Srebrni jubilaci z biskupem

Alina Świeży-Sobel

publikacja 29.05.2014 18:26

To była pierwsza taka Msza św. w życiu tych księży, choć są kapłanami już 25 lat. Spotkali się w kaplicy bielskiego Domu Księży Emerytów i wspólnie sprawowali Eucharystię.

Księża jubilaci z bp. Piotrem Gregerem tuż po zakończeniu tej pierwszej wspólnej Eucharystii Księża jubilaci z bp. Piotrem Gregerem tuż po zakończeniu tej pierwszej wspólnej Eucharystii
Alina Świeży-Sobel /GN

Przewodniczył liturgii bp Piotr Greger, który także w tym roku obchodzi 25. rocznicę kapłańskich święceń. Po Eucharystii odbyło się spotkanie z biskupem Romanem Pindlem.

- Rocznikowe spotkania i Msze święte nie są dla księży niczym szczególnym, ale w naszym przypadku sytuacja jest trochę inna: jedni studiowali w seminarium duchownym w Krakowie, drudzy - w Katowicach. Tam otrzymaliśmy święcenia kapłańskie i po utworzeniu diecezji bielsko-żywieckiej znaleźliśmy się w jednej diecezji, ale rocznikowe spotkania odbywały się nadal w tamtych dwóch grupach. Nigdy dotąd nie było spotkania rocznikowego takiego jak to - tłumaczy ks. Janusz Kuciel, inicjator tej Eucharystii jubilatów, proboszcz parafii w Międzybrodziu Żywieckim.

Ks. Janusz Kuciel, proboszcz parafii NMP Nieustającej Pomocy w Międzybrodziu Żywieckim   Ks. Janusz Kuciel, proboszcz parafii NMP Nieustającej Pomocy w Międzybrodziu Żywieckim
Alina Świeży-Sobel /GN
Pomysł przyszedł mu do głowy niedawno i uznał, że warto go zrealizować przy okazji tegorocznego srebrnego jubileuszu. O tym, że miał rację, świadczyła najwymowniej frekwencja: przy ołtarzu stanęli praktycznie w komplecie. Z 24 księży diecezji bielsko-żywieckiej wyświęconych w 1989 roku w Krakowie i Katowicach na czwartkowym jubileuszu obecnych było 23. Przybył też ks. Mariusz Jończyk, który duszpasterzuje obecnie w Czechach.

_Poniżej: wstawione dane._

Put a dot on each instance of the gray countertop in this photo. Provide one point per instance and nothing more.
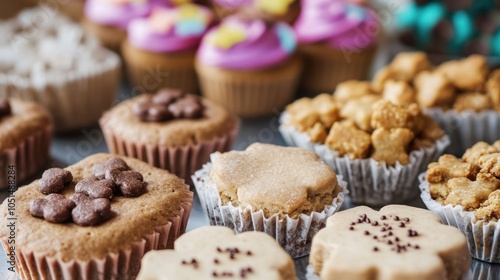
(68, 149)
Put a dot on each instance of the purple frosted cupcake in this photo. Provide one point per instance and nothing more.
(108, 19)
(165, 44)
(249, 66)
(338, 42)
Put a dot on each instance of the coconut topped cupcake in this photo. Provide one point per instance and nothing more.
(20, 120)
(170, 30)
(247, 44)
(216, 252)
(472, 182)
(337, 23)
(276, 180)
(397, 242)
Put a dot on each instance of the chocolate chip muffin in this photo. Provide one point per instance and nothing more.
(25, 135)
(170, 129)
(93, 220)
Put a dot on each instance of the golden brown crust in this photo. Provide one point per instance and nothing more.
(278, 180)
(122, 122)
(27, 119)
(134, 217)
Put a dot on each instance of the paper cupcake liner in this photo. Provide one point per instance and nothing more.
(75, 100)
(294, 235)
(483, 237)
(251, 93)
(327, 67)
(181, 161)
(149, 71)
(124, 264)
(467, 128)
(369, 181)
(28, 157)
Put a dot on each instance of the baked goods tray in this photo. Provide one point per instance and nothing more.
(68, 149)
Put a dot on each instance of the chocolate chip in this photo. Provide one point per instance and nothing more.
(5, 108)
(54, 180)
(54, 208)
(167, 96)
(89, 211)
(188, 107)
(99, 169)
(95, 188)
(130, 183)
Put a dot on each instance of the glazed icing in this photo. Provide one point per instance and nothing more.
(170, 29)
(243, 44)
(341, 25)
(120, 12)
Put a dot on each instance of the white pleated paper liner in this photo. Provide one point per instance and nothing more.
(467, 128)
(369, 181)
(483, 237)
(294, 235)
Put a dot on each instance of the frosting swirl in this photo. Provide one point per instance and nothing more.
(120, 12)
(170, 29)
(339, 24)
(247, 44)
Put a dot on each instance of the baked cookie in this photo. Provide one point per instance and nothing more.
(284, 191)
(397, 242)
(216, 252)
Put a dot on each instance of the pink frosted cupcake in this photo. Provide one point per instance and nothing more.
(160, 50)
(108, 19)
(337, 41)
(249, 66)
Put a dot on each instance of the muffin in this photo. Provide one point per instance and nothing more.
(25, 135)
(170, 130)
(378, 143)
(465, 193)
(462, 95)
(95, 219)
(397, 242)
(212, 252)
(337, 41)
(450, 29)
(58, 66)
(160, 50)
(249, 66)
(285, 192)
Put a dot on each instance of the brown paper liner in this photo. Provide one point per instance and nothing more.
(28, 156)
(182, 161)
(149, 71)
(326, 67)
(110, 36)
(77, 101)
(251, 93)
(124, 264)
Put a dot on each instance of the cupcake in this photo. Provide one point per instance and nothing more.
(212, 252)
(378, 143)
(397, 242)
(59, 67)
(337, 41)
(285, 192)
(249, 66)
(25, 135)
(95, 219)
(451, 29)
(465, 193)
(462, 95)
(160, 50)
(170, 130)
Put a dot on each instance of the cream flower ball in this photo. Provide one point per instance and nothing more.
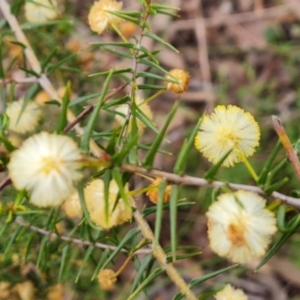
(23, 120)
(227, 128)
(95, 204)
(46, 166)
(100, 17)
(240, 227)
(229, 293)
(38, 11)
(123, 109)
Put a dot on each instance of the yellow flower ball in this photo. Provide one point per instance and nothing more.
(153, 191)
(227, 128)
(100, 17)
(240, 227)
(46, 165)
(183, 79)
(107, 279)
(229, 293)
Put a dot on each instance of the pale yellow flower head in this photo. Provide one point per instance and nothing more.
(107, 279)
(227, 128)
(72, 206)
(23, 120)
(183, 79)
(38, 11)
(100, 17)
(123, 109)
(240, 227)
(95, 204)
(229, 293)
(46, 165)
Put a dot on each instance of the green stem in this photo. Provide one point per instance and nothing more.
(248, 166)
(161, 258)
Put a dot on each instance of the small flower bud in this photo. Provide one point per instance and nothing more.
(107, 279)
(153, 192)
(95, 203)
(183, 79)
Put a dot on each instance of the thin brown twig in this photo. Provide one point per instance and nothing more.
(90, 108)
(43, 80)
(161, 258)
(290, 152)
(79, 242)
(80, 117)
(18, 81)
(200, 31)
(190, 180)
(268, 13)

O zadaniach i warunkach, w jakich przyszło im posługiwać w Kościele, mówił w homilii bp Piotr Greger, który wskazywał też na najbardziej potrzebne dziś cechy charakteryzujące kapłana. - Ksiądz musi być ludzki. Wiernych drażni brak wrażliwości, dobroci, pokory, gotowości do poświęcenia. A braku elementarnej ludzkiej wrażliwości nie przykryje się sutanną, bez względu na kolor... - przestrzegał bp Greger, przypominając, że jednocześnie kapłana  odróżnia od innych celibat, stanowiący naturalną konsekwencją ofiarnego bycia darem dla innych ludzi.

- Celibat nie wynika z lekceważenia małżeństwa, lecz z tego, że małżeństwo i rodzina to rzeczywistość tak niezwykle wielka, że warto ją wspierać nawet za cenę rezygnacji z założenia rodziny - dodawał kaznodzieja, zaznaczając, że właśnie samotność związana z ofiarą celibatu jest drogą otwierającą przed kapłanem szansę, by być duchowym ojcem i pomagać innym ludziom stawać się coraz lepszymi, wzrastać w człowieczeństwie. - Takich duchowych ojców Kościół i świat potrzebuje dziś wielu - dodawał bp Greger i apelował: - Bądźmy kapłanami pokornymi, pełnymi radości, niosącymi nadzieję, zawsze obecnymi blisko człowieka - bo ludzie nas potrzebują!